Report Highlights PGR’s Insufficient Commitment to Prosecute Health Crimes Amidst the Pandemic

During the Covid-19 pandemic, several health crimes were committed by public authorities, which resulted in the catastrophic number of more than 700,000 deaths from the disease. A Parliamentary Commission of Inquiry was established during the isolation period and investigated the crimes.

With the dust settling and the biggest concerns about the coronavirus already in the past, professor Deisy Ventura, from the Faculty of Public Health at USP, together with the Center for Health Law Studies and Research and the NGO Conectas, conducted research to find out whether crimes committed against the population were duly held accountable.

Deisy Ventura – Photo: IEA/USP

Impunity

Deisy says that the motivation for the study arose from the feeling of impunity regarding the cases investigated by the CPI of the pandemic. After investigations, 10 cases were sent to the Attorney General’s Office, but requests via the Access to Information Law filed by the study group on the cases were all denied. Therefore, the group needed to conduct studies independently.

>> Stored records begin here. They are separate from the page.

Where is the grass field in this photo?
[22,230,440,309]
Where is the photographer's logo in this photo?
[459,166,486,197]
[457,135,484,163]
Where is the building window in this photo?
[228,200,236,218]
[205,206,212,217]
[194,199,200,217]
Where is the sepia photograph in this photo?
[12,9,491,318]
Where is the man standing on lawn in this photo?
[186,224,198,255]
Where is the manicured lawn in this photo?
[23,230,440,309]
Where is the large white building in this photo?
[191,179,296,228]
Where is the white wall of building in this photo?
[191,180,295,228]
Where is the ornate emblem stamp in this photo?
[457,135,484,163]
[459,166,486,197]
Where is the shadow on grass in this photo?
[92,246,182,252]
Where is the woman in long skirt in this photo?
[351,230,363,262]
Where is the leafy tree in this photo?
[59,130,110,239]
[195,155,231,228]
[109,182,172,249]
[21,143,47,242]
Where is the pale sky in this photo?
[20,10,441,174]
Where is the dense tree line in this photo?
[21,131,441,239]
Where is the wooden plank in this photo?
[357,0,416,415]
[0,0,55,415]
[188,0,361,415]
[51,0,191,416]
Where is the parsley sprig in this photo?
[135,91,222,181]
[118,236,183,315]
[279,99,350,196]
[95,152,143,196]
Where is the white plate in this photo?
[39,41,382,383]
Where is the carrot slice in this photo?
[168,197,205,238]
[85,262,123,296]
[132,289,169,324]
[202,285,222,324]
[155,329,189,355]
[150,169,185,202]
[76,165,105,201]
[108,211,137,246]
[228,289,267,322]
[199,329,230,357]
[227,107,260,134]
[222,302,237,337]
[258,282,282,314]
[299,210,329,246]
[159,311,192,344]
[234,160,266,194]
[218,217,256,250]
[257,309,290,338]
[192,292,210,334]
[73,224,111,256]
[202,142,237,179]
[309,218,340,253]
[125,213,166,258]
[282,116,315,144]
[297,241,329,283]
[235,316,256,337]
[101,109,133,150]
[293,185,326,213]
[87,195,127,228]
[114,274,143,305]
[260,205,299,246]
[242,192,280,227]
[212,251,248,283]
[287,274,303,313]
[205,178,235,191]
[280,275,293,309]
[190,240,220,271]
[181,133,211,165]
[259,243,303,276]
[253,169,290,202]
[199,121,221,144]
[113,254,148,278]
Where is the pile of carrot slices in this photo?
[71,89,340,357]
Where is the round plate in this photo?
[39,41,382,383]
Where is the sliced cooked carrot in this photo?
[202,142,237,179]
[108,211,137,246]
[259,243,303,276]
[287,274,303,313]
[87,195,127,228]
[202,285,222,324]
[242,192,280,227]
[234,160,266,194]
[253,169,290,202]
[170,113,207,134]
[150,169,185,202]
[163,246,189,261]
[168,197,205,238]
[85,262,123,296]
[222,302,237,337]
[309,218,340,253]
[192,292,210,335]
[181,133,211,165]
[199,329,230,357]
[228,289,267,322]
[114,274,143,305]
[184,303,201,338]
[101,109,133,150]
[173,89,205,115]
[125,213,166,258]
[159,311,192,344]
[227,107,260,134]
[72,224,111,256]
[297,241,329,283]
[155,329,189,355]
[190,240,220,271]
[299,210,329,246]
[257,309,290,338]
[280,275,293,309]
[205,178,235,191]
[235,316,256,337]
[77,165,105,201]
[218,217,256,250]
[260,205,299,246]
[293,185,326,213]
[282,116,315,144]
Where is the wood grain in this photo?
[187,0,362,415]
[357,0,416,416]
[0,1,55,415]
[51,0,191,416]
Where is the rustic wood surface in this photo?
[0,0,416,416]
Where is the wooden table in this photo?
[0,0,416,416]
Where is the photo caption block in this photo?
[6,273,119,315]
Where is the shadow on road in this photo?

“We discovered that 14 criminal petitions and two investigations are still open, so there is still time for impunity not to occur. On the other hand, we qualitatively analyzed the opinions made by the Attorney General’s Office in the previous administration and pointed out serious problems in these opinions”, explains the professor.

The danger of opinions

Including the cases investigated by the CPI, 63 criminal petitions related to health crimes committed during the pandemic are subject to privileged jurisdiction. For the researcher, impunity in health crimes opens up dangerous prerogatives: “If the theses of these opinions prevail, we will never again be able to punish a crime against public health and a health infraction, because, according to those documents, practically nothing is crime. So, we carried out this analysis, which also invites the reopening of several of these processes or the opening of new processes”, discusses the professor.

Optimistic horizon

Despite the dangerous opinions, a change of view of the PGR, motivated by the change of Attorney General, could bring new perspectives on the cases analyzed: “The new prosecutor has already declared to the press a few times that he intended to review this issue”, explains the researcher.

However, justice must also come from civil charges: “We want to mobilize society, other academic colleagues to help us push this issue. We really can’t let it go”, adds professor Deisy Ventura.